I know most people are ignorant of Canada in general, but the CN Tower? Surely, it instantly registers that something about that imagery is off.


----------



## philadweller (Oct 30, 2003)

"I saw a car ad in the UK talking about the American way of life with the CN Tower and Toronto skyline in the background."

That is hysterical.

"A more accurate summation: people are dumb, and Hollywood is rich because it knows that."

True.


----------



## EtherealMist (Jul 26, 2005)

People arent dumb because they dont notice that a bunch of a buildings in the background are being from Chicago instead of NY. Thats not a normal thing to notice.


----------



## Westsidelife (Nov 26, 2005)

EtherealMist said:


> Thats not a normal thing to notice.


Why not? Well-traveled people can tell the difference.


----------



## Fallout (Sep 11, 2002)

Reminds me of Eurotrip, with Amsterdam scenes filmed in Prague (the same happens in Hostel). Maybe for american old building are just old buildings but many europeans would notice characteristic central european architectural style there. 

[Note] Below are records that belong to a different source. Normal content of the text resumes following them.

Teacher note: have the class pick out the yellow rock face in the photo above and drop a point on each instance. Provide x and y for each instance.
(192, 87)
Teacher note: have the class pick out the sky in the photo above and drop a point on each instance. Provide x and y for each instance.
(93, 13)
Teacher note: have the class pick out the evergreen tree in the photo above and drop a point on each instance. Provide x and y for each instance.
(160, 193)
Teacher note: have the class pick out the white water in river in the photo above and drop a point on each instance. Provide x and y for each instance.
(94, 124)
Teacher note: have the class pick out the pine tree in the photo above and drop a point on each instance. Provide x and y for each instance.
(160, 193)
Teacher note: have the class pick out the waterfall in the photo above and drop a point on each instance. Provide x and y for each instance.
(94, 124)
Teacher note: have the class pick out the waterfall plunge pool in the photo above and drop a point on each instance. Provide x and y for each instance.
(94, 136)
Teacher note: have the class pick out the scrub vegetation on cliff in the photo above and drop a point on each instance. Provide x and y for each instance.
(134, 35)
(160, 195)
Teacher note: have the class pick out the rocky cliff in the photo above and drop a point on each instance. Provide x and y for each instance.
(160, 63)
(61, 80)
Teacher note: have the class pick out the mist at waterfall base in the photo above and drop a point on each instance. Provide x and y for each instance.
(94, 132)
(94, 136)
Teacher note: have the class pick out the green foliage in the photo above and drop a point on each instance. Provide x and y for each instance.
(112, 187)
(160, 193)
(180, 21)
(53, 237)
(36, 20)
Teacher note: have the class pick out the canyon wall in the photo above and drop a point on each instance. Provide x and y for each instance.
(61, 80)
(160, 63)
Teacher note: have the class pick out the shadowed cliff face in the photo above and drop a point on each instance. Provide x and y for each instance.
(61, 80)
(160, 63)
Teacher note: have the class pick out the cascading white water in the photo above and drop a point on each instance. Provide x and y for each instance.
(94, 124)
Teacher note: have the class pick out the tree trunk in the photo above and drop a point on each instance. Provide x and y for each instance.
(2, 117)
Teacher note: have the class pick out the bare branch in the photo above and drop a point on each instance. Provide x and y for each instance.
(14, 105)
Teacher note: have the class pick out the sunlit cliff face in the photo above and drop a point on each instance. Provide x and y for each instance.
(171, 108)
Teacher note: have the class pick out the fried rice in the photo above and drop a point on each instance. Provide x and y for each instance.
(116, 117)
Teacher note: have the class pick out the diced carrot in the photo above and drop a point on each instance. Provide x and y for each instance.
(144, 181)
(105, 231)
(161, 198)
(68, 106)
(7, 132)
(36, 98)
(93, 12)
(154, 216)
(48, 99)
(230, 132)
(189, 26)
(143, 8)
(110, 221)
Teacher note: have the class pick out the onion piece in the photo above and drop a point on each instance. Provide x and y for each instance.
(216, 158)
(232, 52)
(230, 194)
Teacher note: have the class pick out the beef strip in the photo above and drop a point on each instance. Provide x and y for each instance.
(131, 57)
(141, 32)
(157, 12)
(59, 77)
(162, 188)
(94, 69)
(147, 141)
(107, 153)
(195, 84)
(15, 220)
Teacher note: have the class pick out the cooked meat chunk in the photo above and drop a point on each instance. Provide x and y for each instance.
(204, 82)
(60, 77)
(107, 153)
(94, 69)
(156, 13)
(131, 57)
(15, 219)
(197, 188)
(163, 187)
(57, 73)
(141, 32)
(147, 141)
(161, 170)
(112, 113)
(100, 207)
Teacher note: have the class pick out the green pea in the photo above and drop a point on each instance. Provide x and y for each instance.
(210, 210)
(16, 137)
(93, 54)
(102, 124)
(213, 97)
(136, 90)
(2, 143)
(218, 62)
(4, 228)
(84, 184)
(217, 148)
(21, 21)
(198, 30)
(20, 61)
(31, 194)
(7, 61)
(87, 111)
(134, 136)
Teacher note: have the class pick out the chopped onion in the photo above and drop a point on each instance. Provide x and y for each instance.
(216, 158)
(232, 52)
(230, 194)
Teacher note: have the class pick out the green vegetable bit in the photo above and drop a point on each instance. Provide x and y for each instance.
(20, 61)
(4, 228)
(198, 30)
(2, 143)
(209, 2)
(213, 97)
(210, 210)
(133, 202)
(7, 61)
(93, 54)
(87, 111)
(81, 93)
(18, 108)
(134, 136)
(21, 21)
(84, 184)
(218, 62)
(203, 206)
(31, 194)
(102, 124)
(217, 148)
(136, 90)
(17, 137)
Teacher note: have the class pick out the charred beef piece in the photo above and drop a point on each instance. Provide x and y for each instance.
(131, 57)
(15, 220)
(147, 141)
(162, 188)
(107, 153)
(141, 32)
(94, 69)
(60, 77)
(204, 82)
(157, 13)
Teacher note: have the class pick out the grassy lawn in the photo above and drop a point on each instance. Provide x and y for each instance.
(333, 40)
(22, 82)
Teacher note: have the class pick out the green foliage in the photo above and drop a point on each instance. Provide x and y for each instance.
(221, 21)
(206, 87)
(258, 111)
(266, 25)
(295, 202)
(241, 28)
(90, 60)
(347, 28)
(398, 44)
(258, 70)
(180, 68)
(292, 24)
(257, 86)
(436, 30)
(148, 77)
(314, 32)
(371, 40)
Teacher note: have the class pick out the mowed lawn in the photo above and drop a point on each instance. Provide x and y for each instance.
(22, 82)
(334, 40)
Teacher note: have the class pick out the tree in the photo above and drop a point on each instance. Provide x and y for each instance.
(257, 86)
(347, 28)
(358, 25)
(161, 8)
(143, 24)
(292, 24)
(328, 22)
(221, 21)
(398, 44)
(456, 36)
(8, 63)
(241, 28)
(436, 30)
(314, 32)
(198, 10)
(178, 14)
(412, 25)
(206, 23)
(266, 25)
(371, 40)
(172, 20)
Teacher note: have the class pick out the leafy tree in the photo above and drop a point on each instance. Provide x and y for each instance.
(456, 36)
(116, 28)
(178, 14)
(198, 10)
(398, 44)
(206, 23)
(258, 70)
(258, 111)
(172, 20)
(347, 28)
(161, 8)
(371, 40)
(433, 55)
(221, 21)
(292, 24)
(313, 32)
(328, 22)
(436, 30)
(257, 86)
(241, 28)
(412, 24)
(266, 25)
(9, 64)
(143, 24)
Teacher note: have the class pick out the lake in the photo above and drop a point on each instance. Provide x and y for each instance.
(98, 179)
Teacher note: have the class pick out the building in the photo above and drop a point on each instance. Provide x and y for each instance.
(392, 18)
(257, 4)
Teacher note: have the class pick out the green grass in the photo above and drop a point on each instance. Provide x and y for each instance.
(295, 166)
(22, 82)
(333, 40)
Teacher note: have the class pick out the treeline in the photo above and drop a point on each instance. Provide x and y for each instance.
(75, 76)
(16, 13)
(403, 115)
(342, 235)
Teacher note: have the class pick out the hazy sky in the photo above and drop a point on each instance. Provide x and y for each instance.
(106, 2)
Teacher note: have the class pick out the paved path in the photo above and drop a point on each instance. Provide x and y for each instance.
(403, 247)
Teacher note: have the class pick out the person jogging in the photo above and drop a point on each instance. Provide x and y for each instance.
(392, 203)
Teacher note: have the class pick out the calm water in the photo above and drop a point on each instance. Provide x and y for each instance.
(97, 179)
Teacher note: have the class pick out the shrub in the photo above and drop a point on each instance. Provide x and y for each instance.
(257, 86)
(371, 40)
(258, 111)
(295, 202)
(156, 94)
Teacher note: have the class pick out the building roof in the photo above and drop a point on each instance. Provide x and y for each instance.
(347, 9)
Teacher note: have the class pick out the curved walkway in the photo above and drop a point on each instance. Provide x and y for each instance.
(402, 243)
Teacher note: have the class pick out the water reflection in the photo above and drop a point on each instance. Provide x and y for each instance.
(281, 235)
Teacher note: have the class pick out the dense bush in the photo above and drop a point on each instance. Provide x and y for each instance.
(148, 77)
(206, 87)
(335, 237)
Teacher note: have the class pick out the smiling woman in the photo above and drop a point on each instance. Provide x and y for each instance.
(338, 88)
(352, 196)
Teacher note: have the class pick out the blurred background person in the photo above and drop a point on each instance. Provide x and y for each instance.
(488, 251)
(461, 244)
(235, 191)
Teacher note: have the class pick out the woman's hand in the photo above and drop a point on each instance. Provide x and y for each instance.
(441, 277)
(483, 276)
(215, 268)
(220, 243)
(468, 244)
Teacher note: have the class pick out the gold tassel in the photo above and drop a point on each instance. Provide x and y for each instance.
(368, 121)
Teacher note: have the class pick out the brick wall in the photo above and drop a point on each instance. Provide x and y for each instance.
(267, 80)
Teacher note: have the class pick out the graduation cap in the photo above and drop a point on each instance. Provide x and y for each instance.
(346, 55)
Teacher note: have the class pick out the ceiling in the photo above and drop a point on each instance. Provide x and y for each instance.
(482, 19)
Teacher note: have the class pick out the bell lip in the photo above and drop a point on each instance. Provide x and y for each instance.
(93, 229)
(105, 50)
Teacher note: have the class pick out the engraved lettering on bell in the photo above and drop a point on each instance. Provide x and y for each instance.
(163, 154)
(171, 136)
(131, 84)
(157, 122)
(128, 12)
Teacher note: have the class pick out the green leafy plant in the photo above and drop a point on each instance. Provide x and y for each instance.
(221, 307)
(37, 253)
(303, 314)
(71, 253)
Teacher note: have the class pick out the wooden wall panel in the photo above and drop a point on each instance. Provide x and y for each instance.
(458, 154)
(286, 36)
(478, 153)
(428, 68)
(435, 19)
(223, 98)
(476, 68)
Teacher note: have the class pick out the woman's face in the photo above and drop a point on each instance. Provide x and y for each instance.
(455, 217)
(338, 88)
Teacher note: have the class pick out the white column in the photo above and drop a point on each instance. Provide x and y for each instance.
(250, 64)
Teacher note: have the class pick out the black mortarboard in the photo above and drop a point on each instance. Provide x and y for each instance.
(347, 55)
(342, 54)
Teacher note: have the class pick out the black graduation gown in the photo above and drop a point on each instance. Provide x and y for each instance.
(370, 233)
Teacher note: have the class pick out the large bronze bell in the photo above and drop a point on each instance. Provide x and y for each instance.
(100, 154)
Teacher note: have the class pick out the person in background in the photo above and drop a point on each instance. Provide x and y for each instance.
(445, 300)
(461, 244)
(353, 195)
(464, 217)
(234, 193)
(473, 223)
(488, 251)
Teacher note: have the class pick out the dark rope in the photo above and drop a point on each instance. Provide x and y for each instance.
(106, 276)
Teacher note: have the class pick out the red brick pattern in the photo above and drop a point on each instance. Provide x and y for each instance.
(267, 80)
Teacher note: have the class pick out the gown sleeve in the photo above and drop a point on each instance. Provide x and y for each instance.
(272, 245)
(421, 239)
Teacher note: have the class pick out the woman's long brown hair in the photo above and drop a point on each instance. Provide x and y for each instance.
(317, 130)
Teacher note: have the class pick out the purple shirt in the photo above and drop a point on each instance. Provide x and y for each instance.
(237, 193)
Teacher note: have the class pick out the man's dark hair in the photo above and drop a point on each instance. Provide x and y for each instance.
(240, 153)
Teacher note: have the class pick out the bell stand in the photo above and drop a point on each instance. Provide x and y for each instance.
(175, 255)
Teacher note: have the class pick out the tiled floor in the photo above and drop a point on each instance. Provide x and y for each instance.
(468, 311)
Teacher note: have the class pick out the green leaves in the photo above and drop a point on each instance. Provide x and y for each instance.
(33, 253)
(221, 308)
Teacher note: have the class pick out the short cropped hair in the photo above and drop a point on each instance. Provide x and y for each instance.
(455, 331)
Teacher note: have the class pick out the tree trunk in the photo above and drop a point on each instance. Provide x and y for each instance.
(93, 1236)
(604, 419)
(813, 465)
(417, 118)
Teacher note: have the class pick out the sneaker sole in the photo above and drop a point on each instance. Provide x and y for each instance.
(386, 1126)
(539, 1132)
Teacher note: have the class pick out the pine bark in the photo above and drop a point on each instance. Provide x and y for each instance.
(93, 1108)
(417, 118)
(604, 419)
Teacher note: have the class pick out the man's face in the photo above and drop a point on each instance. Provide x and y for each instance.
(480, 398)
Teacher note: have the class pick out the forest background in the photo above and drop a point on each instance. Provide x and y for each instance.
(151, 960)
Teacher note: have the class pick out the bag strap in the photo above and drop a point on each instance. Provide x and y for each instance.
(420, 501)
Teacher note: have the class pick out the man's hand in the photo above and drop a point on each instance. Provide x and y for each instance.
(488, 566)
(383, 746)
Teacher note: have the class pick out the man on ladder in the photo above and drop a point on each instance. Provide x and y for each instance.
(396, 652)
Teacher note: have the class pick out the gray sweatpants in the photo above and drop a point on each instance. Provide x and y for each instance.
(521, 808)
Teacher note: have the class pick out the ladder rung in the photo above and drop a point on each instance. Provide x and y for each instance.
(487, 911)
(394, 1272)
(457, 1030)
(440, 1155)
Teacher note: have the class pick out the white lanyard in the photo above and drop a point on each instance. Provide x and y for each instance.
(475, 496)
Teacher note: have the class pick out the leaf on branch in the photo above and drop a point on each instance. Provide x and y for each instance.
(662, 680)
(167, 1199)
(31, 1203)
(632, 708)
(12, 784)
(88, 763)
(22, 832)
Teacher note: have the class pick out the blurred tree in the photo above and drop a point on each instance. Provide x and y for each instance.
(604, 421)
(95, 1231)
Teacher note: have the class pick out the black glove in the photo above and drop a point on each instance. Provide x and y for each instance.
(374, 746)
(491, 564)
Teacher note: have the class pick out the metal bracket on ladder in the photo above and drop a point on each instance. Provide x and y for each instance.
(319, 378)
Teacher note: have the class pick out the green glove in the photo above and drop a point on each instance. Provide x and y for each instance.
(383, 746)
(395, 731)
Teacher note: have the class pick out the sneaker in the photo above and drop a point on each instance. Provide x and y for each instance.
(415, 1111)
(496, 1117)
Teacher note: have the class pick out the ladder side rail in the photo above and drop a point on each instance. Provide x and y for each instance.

That film also had Manchester United fans hanging around in London, and some medieval german city skyline presented as Berlin (which doesn't have many medieval buildings anymore).


----------



## Minato ku (Aug 9, 2005)

Paris scenes are often filmed in Bucarest.


----------



## urbanfan89 (May 30, 2007)

Toronto has been pimped out as any US city for a long long time now.


----------



## EtherealMist (Jul 26, 2005)

Westsidelife said:


> Why not? Well-traveled people can tell the difference.


id say outside of Chicagoland, 9/10 people wont notice that


----------



## 3521usa (Dec 23, 2007)

EtherealMist said:


> id say outside of Chicagoland, 9/10 people wont notice that


^^ I'd say those 9 out of ten people are just plain stupid. I could understand if the picture was of some fill-in buildings or even street level shots.


----------



## zaphod (Dec 8, 2005)

I agree. Just show one or two streets that lack even subtle clues and it's harder.

As long as they avoided the el, the river, landmarks, and where downtown abruptly ends(as manhattan doesn't), few are going to notice.


----------



## Westsidelife (Nov 26, 2005)

EtherealMist said:


> id say outside of Chicagoland, 9/10 people wont notice that


You're missing my point. I said that any well-traveled person can tell the difference. It's not uncommon to be able to distinguish between what's Chicago and what's NYC.


----------



## Manila-X (Jul 28, 2005)

urbanfan89 said:


> Toronto has been pimped out as any US city for a long long time now.


Some known movies to use Toronto as a US city would be Police Academy III and IV. There's also Short Circuit II. Ironically in the end part of the movie, the robot protagonist was granted US citizenship on Canadian soil.


----------



## WonderlandPark (Sep 9, 2007)

I have seen American ads use Hong Kong as Tokyo. So it goes both ways.


----------



## Manila-X (Jul 28, 2005)

WonderlandPark said:


> I have seen American ads use Hong Kong as Tokyo. So it goes both ways.


Alot of people in the United States mistake HK as part of Japan. But I'm interested to see these ads


----------



## WonderlandPark (Sep 9, 2007)

It was like a businessman on a laptop on the Kowloon ferry with the HK skyline in the background, and the word Tokyo below it. For a computer company? Or communications or something that I forgot. (Then then had a guy with laptop at the Eiffel Tower, then Sydney, ect).


----------



## hkskyline (Sep 13, 2002)

Toronto *used* to be a favourite destination to play New York, especially a few years back when the CDN $ was at 70 cents to the USD $, but with the currencies now about at par, much of that movie business has simply evaporated.


----------



## dave8721 (Aug 5, 2004)

LA gets passed as Miami for CSI:Miami (filmed in LA). And you probably couldn't find two cities that are more dissimilar when it comes to geography, vegetation...etc.


----------



## djm19 (Jan 3, 2005)

Well, the film industry in LA is very creative. They can take very little amount of architecture and stretch it into an entire city. It works out to varied effects, but in general most are fooled (to the shigrin perhaps of many residents who are constantly seeing temporary new york subway stations or street street from other cities that are nowhere on the los angeles map pop up in their neighbohood. But I suppose you learn to live with it.


----------